Od: Falkenstein <P...@i...pl>
Dnia Fri, 28 May 2004 19:39:45 +0200, nazgul <k...@w...pl> napisał:
> czy istnieje cos takiego jak sądzenie sie o straty moralne? tzn. mam na
> myśli pogorszenie sie bytu przez ingerencję osoby, którą chcemy pozwac?
sprecyzuj "pogorszenie się bytu" oraz "Ingrencję osoby"
--
Falkenstein
Oderint dum Metuant
-
4. Data: 2004-05-29 05:04:37
Temat: Re: straty moralne?
Od: "nazgul" <k...@w...pl>
chodzi mi o to że pogarsza sie byt w związku z rowodem
żona zostaje bez środków do zycia, nie pracuje z dzieckiem
mam na mysli kobiete która rozwaliła związek
-
5. Data: 2004-05-29 06:24:08
Temat: Re: straty moralne?
Od: "HaNkA ReDhUnTeR" <hanka.redhunter@[BEZ TEGO]interia.pl>
Użytkownik "nazgul" <k...@w...pl> napisał w wiadomości
news:c995a5$ek9$1@absinth.dialog.net.pl...
> chodzi mi o to że pogarsza sie byt w związku z rowodem
> żona zostaje bez środków do zycia, nie pracuje z dzieckiem
> mam na mysli kobiete która rozwaliła związek
A o alimentach od męża nie pomyślała?
HaNkA
-
6. Data: 2004-05-29 07:30:00
Temat: Re: straty moralne?
Od: "Johnson" <j...@g...pl.nospam>
Użytkownik "leslaw" <f...@v...pl> napisał w wiadomości
news:c98905$l92$1@news.onet.pl...
> oczywiście że można dochodzić zadośćuczynienia ale w oparciu o dowód
> poniesionej szkody lub straty .nie ma szans dochodzenia za straty moralne
> wynikające z faktu że sąsiad z góry ryczy jak zarzynany wół przez co
obniza
> się smak obiadu ale jak udowodnisz że ryk ten stanowi źródło utraty słuchu
a
> jest to jednocześnie obniżenie twoich możliwosci na rynku pracy to co
> innego.
Bzdury piszesz.
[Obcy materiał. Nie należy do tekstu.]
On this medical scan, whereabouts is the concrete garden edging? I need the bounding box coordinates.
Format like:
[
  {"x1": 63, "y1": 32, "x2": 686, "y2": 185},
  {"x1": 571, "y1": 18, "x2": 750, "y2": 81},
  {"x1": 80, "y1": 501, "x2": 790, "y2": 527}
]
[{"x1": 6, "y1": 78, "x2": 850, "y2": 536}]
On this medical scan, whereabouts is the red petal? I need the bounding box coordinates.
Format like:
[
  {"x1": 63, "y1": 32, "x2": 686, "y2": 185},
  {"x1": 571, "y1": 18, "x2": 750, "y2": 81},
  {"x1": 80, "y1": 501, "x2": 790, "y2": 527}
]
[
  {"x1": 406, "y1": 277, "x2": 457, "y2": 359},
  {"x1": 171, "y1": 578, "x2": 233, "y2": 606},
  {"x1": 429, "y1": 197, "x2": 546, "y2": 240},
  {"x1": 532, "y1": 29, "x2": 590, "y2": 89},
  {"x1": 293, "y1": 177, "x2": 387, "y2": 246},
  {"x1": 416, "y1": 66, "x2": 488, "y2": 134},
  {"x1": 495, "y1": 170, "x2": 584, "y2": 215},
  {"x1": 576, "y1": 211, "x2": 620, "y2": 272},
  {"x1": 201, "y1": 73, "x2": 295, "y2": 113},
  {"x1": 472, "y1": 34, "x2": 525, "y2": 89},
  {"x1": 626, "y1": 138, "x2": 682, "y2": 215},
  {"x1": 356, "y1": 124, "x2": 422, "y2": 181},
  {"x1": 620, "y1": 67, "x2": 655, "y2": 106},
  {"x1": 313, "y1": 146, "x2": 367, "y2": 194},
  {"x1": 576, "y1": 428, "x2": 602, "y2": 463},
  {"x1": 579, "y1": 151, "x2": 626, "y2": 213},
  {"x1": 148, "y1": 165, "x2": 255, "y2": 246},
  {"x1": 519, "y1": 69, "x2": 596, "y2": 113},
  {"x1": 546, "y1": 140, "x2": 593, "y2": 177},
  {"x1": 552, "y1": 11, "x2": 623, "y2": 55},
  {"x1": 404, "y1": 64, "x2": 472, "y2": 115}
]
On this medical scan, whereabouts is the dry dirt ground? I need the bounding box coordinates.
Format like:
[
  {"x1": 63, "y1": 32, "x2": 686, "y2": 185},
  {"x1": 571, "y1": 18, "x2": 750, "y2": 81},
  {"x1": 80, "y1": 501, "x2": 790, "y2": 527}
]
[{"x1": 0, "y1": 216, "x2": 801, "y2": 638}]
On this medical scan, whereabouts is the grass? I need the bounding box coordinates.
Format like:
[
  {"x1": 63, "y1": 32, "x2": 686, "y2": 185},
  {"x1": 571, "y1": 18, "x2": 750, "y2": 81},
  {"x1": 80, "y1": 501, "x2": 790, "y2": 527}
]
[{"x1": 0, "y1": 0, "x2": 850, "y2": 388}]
Zadośćuczynienie przysługuje tylko w wypadkach wskazanych w
ustawie - art. 445 kc i 24 kc.
Mylisz zadośćuczynienie z odszkodowaniem.
--
JOHNSON :)
-
7. Data: 2004-05-29 10:59:44
Temat: Re: straty moralne?
Od: "nazgul" <k...@w...pl>
pomyślałą, pomyślała
nie chodzi mi tutaj jednak w całej sprawie o wyłudzenie od pozwanej jakiegoś
odszkodowania, bardziej o pociąganie jej po sądach...
a alimenty w tej całej sprawie to nie wszystko
napewno nie poprawią one nastroju poszkodowanemu dziecku
> A o alimentach od męża nie pomyślała?
>
> HaNkA
>
>
-
8. Data: 2004-05-29 21:02:33
Temat: Re: straty moralne?
Od: "HaNkA ReDhUnTeR" <hanka.redhunter@[BEZ TEGO]interia.pl>
Użytkownik "nazgul" <k...@w...pl> napisał w wiadomości
news:c99q3v$oo6$1@absinth.dialog.net.pl...
> nie chodzi mi tutaj jednak w całej sprawie o wyłudzenie od pozwanej
jakiegoś
> odszkodowania, bardziej o pociąganie jej po sądach...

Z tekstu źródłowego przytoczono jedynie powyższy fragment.